13 healthy subjects (26.5 ± 3.8years) were evaluated before and five minutes after 100% oxygen breathing. Three measurements, focusing on the major temporal retinal vessels were obtained. The fundus was illuminated by white light, and two frequencies were quantified: 605nm (oxygen sensitive) and 586nm (oxygen insensitive) by spectrographic digital fundus oxymetry. Baseline and hyperoxic ODR in the temporal arteries and veins were compared by Wilcoxon signed rank paired comparisons. For repeatability assessment, 7 (26.5 ± 3.8years) subjects were imaged three months apart (3X each image) for a total of 54 cases. Customized software defined two measurement windows, one on the vessel and one on nearby tissue, both proportional to vessel diameter; minimum (darkest) in the vessel window and maximum (brightest) pixel values were identified. Optical density (OD) was calculated as follows: OD=ln(tissue avg/vessel avg). ODs were calculated at 5nm bandwidth wavelengths centered at 605nm and 586nm. ODR, which is proportional to Hb SO2, was defined as OD605/OD586.

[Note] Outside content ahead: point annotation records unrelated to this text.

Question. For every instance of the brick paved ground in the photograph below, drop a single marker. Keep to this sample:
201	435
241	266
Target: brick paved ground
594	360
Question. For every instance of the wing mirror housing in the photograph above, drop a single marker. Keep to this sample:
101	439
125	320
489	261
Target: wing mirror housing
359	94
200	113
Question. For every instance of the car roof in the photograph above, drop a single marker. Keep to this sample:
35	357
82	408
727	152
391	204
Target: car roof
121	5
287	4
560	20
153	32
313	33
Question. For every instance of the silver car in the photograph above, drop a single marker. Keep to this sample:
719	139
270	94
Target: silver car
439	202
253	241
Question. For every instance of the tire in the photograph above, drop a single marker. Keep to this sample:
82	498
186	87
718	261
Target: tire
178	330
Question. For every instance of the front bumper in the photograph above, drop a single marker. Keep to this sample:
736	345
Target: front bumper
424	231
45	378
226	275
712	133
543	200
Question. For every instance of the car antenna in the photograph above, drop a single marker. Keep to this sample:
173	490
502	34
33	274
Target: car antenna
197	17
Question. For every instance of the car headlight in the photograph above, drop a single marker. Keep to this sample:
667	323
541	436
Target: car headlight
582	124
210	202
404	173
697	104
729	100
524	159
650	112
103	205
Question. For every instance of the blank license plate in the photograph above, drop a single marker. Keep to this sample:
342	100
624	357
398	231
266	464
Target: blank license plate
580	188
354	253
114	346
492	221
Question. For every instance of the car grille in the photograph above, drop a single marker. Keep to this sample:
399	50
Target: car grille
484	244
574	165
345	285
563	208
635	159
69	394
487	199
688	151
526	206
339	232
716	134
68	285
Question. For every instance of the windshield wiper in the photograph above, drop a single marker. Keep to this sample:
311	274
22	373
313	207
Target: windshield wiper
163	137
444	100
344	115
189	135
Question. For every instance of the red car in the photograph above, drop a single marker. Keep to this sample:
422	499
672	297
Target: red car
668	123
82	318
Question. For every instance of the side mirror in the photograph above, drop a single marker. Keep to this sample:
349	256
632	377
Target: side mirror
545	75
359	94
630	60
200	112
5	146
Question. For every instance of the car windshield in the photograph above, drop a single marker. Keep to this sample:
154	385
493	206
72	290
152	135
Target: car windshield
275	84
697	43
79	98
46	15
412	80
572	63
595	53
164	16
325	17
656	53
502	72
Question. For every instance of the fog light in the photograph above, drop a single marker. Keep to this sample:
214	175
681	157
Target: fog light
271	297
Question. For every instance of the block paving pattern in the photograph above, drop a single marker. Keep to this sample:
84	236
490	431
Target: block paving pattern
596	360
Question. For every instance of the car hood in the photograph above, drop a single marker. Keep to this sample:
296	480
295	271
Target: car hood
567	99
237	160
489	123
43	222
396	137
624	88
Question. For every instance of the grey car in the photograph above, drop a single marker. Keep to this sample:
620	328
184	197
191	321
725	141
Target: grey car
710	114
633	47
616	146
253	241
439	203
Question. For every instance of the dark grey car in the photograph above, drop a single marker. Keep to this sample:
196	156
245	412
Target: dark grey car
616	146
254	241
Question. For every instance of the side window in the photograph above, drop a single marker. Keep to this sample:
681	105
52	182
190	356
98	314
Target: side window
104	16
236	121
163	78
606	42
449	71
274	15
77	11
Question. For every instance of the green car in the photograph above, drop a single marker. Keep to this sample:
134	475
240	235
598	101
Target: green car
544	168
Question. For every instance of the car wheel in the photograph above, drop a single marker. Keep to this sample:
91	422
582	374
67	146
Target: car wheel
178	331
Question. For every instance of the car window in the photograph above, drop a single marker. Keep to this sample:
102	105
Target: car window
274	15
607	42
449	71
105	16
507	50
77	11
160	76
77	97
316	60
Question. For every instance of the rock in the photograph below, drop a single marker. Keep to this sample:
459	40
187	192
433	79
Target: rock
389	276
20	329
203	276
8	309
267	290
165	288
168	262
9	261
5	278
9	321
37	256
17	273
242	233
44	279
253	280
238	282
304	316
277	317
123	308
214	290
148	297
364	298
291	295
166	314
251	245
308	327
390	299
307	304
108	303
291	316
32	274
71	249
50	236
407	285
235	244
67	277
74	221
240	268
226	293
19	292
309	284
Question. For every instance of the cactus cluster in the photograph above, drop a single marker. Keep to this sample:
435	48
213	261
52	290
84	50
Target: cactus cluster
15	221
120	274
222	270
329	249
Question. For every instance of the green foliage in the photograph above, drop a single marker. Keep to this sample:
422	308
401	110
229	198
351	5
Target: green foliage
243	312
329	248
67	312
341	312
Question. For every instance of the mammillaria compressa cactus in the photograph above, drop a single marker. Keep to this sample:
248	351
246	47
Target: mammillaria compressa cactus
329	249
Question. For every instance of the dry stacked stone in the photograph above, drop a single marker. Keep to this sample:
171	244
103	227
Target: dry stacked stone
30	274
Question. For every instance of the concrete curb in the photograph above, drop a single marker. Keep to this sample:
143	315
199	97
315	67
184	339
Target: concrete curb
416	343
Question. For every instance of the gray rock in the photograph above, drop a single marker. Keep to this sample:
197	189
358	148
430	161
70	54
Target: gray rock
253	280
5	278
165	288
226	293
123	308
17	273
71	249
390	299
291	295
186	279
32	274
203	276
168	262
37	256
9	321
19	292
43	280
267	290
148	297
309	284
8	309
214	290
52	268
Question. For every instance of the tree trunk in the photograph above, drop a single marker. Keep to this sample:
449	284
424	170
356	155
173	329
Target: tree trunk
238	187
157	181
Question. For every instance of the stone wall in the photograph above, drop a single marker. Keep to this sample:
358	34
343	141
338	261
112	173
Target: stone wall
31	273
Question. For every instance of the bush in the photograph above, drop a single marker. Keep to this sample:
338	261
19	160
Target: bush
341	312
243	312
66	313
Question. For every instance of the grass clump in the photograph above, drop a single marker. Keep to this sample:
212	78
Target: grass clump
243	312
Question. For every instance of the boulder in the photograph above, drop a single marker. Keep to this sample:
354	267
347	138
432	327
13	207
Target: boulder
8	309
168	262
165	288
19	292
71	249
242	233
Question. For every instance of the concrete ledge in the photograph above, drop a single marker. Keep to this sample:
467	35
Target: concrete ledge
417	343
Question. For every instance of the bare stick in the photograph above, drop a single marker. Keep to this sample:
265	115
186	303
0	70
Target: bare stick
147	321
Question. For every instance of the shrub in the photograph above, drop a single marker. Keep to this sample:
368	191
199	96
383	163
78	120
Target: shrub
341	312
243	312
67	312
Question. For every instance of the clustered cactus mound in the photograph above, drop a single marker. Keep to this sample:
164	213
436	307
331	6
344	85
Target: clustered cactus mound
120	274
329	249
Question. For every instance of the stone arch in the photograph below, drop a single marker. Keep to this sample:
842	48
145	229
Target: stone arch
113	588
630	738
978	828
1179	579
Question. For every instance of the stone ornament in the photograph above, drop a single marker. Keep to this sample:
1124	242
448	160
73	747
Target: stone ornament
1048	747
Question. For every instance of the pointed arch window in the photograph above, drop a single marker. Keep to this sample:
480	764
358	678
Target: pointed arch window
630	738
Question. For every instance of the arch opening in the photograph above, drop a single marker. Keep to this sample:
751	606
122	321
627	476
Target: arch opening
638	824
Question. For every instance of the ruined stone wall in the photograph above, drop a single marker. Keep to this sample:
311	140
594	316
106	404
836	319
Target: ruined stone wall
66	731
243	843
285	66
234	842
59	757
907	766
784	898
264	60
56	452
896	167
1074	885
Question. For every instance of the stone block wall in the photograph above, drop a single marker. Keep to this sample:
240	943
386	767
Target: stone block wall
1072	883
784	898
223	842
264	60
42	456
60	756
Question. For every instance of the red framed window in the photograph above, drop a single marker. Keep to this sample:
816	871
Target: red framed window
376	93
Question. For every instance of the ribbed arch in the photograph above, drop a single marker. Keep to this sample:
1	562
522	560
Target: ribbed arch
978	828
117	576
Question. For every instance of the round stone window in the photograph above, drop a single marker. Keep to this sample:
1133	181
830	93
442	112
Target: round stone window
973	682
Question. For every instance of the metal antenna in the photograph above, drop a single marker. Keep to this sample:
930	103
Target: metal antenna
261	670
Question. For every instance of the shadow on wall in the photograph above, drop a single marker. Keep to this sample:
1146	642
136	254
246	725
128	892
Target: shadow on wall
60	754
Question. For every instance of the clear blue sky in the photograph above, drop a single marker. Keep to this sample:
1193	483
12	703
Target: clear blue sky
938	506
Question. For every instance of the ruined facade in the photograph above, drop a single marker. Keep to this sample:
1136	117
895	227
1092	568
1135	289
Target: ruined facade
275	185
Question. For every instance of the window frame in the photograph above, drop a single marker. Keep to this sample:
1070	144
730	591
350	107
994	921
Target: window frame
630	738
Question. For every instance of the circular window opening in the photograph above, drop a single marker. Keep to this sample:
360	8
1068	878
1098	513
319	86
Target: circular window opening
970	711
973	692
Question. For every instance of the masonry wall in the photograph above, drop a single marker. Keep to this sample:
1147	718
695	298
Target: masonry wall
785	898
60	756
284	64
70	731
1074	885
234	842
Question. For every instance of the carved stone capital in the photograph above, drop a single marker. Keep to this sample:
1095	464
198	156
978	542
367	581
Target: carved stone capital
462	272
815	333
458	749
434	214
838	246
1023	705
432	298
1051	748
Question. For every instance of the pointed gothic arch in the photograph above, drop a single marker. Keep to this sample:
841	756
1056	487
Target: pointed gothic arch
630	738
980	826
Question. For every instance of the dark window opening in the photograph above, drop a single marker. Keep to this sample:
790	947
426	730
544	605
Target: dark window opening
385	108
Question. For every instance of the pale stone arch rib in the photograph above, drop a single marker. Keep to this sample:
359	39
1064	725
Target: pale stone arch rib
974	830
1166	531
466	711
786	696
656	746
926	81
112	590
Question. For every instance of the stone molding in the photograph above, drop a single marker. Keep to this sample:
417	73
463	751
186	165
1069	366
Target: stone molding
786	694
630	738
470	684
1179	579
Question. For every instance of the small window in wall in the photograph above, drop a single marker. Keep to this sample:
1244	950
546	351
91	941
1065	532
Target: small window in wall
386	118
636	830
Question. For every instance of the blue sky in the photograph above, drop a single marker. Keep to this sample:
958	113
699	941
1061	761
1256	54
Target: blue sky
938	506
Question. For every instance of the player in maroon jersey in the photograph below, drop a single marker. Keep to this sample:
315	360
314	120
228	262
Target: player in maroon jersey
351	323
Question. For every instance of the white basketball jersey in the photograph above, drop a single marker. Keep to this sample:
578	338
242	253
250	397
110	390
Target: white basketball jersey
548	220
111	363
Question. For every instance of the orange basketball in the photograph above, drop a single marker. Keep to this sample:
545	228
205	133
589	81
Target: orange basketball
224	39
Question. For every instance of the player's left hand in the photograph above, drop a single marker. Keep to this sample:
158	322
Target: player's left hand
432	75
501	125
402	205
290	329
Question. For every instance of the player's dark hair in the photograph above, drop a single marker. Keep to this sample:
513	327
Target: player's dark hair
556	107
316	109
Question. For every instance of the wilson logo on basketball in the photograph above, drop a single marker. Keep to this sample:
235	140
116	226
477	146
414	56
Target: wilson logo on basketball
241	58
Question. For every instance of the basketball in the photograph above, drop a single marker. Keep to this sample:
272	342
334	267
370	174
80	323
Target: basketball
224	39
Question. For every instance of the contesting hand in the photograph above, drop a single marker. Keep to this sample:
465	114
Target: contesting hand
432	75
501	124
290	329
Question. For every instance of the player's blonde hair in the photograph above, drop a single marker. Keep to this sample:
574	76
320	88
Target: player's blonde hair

100% oxygen breathing significantly increased venous ODR by 9.4% (p = 0.009). The significant difference between baseline arterial and venous oxygen tension (p= 0.0427) was also eliminated by hyperoxia. ODR repeatability was assessed by the Coefficient of Variability (CoV; standard deviation/mean) of successive measurements. CoV was 4.4% for all locations. Repeatability was better for veins (CoV=1.4%) than arteries (CoV=7.3%) and improved in anatomical locations with reproducibility <10% (CoV=1.5%).
It is possible to measure changes in arterial and venous oxygen tensions in the human eye with acceptable reproducibility. Our established analysis method yields repeatable ODR values obtained in medium sized retinal vessels. These methods may enhance our ability to investigate retinal metabolism and understand its role in ocular disease.